The Oregon Death Penalty
Bill Long
Weaver's and Morris' Plea Bargains--9/27/04
The plea bargains of Edward Morris, who killed four members of his family, and Ward Weaver, who murdered two of his teenage daughter's friends, belie the central argument of those who want to keep the death penalty in Oregon--that the death penalty is reserved for the "worst of the worst." It simply is not true that the death penalty in Oregon is for the "worst of the worst."
In contrast to Morris and Weaver, most of the men on death row killed one person (and not many); many of their crimes were not, on the heinousness scale, as revolting as Weaver's and Morris' crimes. Only one other recent death penalty case (Christian Longo) received nearly the same amount of publicity as either. The most prolific serial killer in Oregon's history, Dayton Leroy Rogers, will never be put to death because of procedural difficulties with his case and the expense of retrial.

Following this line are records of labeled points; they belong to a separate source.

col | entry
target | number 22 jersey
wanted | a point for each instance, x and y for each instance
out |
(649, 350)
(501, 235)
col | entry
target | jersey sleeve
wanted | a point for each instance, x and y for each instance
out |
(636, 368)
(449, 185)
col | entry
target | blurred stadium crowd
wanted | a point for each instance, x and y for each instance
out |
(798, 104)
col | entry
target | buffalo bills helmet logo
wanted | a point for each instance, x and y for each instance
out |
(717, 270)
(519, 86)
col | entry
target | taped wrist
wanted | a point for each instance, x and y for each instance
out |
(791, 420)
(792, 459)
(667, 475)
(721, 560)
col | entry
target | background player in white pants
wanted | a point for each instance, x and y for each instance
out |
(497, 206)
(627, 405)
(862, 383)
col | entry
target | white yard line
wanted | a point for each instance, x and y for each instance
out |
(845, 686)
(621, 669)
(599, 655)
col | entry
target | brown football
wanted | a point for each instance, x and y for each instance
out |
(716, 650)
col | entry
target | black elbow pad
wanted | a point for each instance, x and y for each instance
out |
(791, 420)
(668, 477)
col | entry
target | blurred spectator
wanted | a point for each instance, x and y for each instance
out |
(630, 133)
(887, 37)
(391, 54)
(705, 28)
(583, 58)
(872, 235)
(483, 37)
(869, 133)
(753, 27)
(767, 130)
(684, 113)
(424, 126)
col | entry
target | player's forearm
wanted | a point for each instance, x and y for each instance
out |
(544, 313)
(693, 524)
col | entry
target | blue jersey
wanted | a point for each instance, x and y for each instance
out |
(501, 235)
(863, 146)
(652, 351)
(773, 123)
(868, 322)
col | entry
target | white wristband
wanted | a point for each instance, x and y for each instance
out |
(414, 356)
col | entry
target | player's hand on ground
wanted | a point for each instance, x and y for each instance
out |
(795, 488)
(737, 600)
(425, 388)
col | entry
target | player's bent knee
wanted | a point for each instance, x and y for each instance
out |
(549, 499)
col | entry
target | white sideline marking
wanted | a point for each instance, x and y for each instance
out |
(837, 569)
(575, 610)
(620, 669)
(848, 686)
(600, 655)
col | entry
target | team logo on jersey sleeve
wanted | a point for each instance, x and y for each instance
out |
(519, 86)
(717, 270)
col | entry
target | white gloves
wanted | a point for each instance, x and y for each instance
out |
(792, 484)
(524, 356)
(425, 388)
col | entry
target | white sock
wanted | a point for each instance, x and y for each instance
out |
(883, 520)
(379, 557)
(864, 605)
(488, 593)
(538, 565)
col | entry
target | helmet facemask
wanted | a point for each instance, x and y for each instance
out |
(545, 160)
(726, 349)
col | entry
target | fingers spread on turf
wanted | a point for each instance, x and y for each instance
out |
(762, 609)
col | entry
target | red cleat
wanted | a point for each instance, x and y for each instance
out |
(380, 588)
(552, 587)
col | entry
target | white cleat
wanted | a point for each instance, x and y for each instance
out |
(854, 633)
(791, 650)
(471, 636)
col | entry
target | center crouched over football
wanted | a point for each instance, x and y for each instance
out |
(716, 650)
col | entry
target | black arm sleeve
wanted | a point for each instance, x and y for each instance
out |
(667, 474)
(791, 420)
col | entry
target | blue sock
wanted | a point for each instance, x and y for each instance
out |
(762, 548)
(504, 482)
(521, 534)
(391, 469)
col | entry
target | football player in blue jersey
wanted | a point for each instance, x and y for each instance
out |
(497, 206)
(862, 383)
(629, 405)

Yet, despite these realities, the State of Oregon is committed to putting to death more than two dozen men you have never heard of--men like Michael McDonnell, Jesse Pratt, Mark Pinnell, Ernest Lotches--and giving the worst murderers lesser penalties. All these men did commit aggravated murder, to be sure; but to have them counting down their days until the state takes their lives while people who committed multiple grisly homicides are living quietly at the OSP flies in the face of those who claim that we only want to execute the worst of the worst. In fact, it makes the administration of the Oregon death penalty law look downright capricious, and it makes those who continue to intone that the death penalty is for "the worst of the worst" look downright hypocritical.
The Death Penalty Law
It wasn't meant to be this way. When the death penalty statute was overwhelmingly approved by initiative petition in 1984, the thought was that death could be administered quicker and much more cheaply to aggravated murderers than maintaining them for the rest of their lives in prison. But of the several unexpected monkey wrenches that have been thrown into the interpretation and application of the death penalty statute since then, the most crippling has been the realization that the costs of actually prosecuting potential death penalty cases so exceed the costs of a plea for life imprisonment without the possibility of parole that it drains the budgets of both district attorneys and the state indigent defense fund to do so.

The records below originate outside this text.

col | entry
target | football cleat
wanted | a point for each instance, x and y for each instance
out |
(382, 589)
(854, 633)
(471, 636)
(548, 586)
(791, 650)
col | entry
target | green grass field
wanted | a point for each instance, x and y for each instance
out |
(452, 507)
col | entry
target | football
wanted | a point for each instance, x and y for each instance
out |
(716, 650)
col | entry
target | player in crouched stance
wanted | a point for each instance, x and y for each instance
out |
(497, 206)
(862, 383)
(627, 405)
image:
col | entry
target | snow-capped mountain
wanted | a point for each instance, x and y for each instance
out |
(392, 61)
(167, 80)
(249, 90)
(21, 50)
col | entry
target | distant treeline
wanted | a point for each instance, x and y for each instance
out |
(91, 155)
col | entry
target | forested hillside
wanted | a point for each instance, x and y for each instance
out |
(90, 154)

Indeed, when you add to the prohibitive costs the fact that family members may not want the death penalty, that difficulties of proof may loom and that the mental state of the defendants may be precarious in the extreme, it often is the better part of valor for the State to accept a plea bargain rather than to risk a trial and have to "settle" potentially for something far less than death. And even if a person is sentenced to death, he has more appeals than Odysseus had trials in his "odyssey" back home after the Trojan War. With all these factors weighing on prosecutors, is it any wonder that a plea bargain is the best solution, both for the people involved and for the citizens of Oregon?
Where that Leaves Us
But the result of the pleas in these cases brings into stark relief the fact that the men on death row are probably those who were "easier" to prosecute, either because the evidence was clearer, there were no family members that stood in the way (or, indeed, some victim family members were out for blood), their mental state was sound or they just happened to have committed their crime in a county in Oregon that is much more "death friendly" than neighboring counties. In any case, what results is a death penalty statute that does exactly what the US Supreme Court says a death penalty statute ought not to do.

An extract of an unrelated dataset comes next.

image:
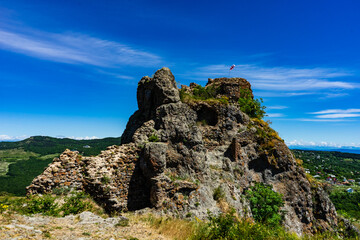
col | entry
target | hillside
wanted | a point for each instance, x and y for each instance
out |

The whole purpose of the Supreme Court's suspending the death penalty in the US in the early 1970s was because its application had become too capricious. Juries were putting people to death in one county for an offense that wouldn't get the same penalty in a neighboring one. The Court was insistent that in order to have a death penalty that "worked," methods had to be developed to rid the process of caprice.
But Oregon has shown for all of us to see, though the plea bargains of Edward Morris and Ward Weaver, that the administration of the death penalty in Oregon is now capricious. As such, the only responsible civil action at this point is for the citizens of Oregon to abolish the death penalty. We have a penalty, life imprisonment without the possibility of parole, that works. It has been in place 15 years, and not one person receiving that sentence has ever been released. The state is protected at less cost through this punishment.
Conclusion
By keeping the death penalty in Oreogn we can show that we continue to be "tough on crime," but on whom are we tough? Certainly not the worst. We will kill the junkies who happened to murder a person who didn't pay his bills; a person high on methamphetamine who killed a hitchhiker he picked up; a drunken person who killed someone who was chasing him. But, we won't kill a man who sawed seven women to death, another who killed his family, and one sexually assaulted and then murdered two of his own daughter's friends and then conducted media interviews on the slab under which they were buried.
Maintaining the Oregon death penalty in the face of these new realities is the acme of hypocrisy.